ARTE

Beatriz González, la reina del antipop

Sin Beatriz González es imposible imaginar a artistas colombianos como Doris Salcedo u Óscar Muñoz. Aún así, su primera retrospectiva europea la celebra ahora el Reina Sofía

«La actualidad ilustrada», serigrafía de 1974

JAVIER MONTES

Llega al Museo Reina Sofía la primera gran retrospectiva en Europa de una veterana fundamental del arte contemporáneo colombiano y latinoamericano, después de inaugurarse en el CAPC de Burdeos y comisariada por su hasta hace poco directora María Inés Rodríguez.

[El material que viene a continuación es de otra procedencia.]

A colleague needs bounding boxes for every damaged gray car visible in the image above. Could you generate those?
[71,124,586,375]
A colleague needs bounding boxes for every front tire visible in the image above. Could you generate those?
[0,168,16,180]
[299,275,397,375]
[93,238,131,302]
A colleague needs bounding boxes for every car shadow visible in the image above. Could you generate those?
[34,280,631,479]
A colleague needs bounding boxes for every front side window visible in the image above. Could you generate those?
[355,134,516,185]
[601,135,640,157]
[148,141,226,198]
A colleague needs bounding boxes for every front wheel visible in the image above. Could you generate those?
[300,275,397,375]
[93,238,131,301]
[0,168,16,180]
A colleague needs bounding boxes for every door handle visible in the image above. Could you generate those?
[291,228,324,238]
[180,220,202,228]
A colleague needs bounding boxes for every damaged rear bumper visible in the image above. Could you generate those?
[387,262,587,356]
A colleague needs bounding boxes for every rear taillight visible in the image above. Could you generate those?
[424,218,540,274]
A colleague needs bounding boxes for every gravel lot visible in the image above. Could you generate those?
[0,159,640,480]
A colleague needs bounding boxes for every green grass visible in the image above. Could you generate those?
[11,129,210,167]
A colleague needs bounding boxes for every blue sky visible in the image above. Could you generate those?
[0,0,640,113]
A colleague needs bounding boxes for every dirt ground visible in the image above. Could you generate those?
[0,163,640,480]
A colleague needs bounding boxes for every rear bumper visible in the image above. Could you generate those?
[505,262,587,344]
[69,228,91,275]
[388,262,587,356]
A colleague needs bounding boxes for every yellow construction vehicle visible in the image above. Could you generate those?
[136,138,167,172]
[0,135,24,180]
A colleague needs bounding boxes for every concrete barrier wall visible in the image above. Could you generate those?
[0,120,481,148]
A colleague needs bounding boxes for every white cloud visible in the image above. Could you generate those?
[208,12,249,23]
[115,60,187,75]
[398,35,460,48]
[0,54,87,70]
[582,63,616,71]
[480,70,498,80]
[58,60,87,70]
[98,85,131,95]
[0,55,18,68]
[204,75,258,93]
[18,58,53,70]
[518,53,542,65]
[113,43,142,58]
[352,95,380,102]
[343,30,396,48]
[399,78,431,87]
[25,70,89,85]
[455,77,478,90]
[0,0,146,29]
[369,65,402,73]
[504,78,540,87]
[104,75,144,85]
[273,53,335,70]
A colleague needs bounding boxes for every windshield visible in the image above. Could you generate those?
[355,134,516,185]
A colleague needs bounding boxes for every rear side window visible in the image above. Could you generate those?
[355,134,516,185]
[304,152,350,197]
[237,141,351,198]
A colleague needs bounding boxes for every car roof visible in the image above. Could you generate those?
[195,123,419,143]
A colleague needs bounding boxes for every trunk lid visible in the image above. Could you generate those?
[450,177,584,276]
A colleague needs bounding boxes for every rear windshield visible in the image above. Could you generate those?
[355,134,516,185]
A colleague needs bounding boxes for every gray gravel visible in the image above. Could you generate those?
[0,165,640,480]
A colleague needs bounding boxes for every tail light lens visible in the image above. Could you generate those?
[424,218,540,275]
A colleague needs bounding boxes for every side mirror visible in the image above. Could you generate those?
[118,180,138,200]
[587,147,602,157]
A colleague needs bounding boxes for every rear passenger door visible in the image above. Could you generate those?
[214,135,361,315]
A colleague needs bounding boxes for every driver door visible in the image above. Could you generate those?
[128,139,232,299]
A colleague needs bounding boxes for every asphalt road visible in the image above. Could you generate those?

Que sea la primera por aquí prueba varias cosas: por un lado, el criterio seguro con que Rodríguez supo programar en Francia y engarzar el museo en una red dinámica de diálogos con instituciones relevantes de todo el mundo, dedicadas a cuestionar el etiquetado de tradiciones y artistas «centrales» o «periféricos».

Por otro, lo necesarios que son centros e iniciativas así aún hoy, en Francia y en el resto de Europa, porque cuesta (y más bien duele) pensar que hasta ahora no se hubiera recogido el trabajo de Beatriz González en ninguna gran monográfica. Y más: que ni siquiera en España, en principio más cercana a Latinoamérica, sea una artista conocida de sobra por el gran público.

No lo puso fácil

Es verdad que la propia González no ha puesto las cosas fáciles: a sus casi 90 años, ha trabajado muchísimo en (y sobre) Colombia, y su producción es inmensa : tanto, que no tuvo tiempo ni ganas de dedicar muchas energías a su promoción exterior. El excedente de fuerzas lo puso más bien en la investigación y la pedagogía en museos y universidades, imbricándose en una tradición (fue alumna y amiga de la gran crítica Marta Traba) que explica en parte la riqueza del contexto artístico colombiano comprometido con el relato de la dificilísima historia del país durante el siglo XX.

Sin Beatriz González es imposible imaginar desarrollos de artistas colombianos posteriores como Doris Salcedo u Óscar Muñoz . Y si uno piensa que ella ya elaboraba en su estudio, allá por los primerísimos setenta, sus esquivas, tensas y certeras reflexiones sobre la violencia, el dolor y el trauma innegables en la sociedad colombiana, encuentra en su trabajo una raíz evidente para explicar la obra de escritores posteriores tan diversos como Héctor Abad Faciolince o Fernando Vallejo. Más profunda seguramente que la de un realismo mágico automatizado y taquillero, contemporáneo de las primeras décadas de trabajo de González y durante un tiempo emblema de una Colombia alejada de la realidad.

«Vive la France!», obra de 1979

En una entrevista realizada con ocasión de su participación en una colectiva de arte pop en la Tate, hace dos años, la propia González reconocía, por un lado, ese carácter adelantado a su tiempo de su trabajo y, por otro, su apartamiento consciente del circuito internacional de su tiempo. El suyo, decía, era un «arte provinciano», voluntariamente apegado al lenguaje y la estética de tercera o cuarta mano que veía en los escaparates, las revistas y los bienes de humilde consumo que se topaba a diario en las calles de todo el país.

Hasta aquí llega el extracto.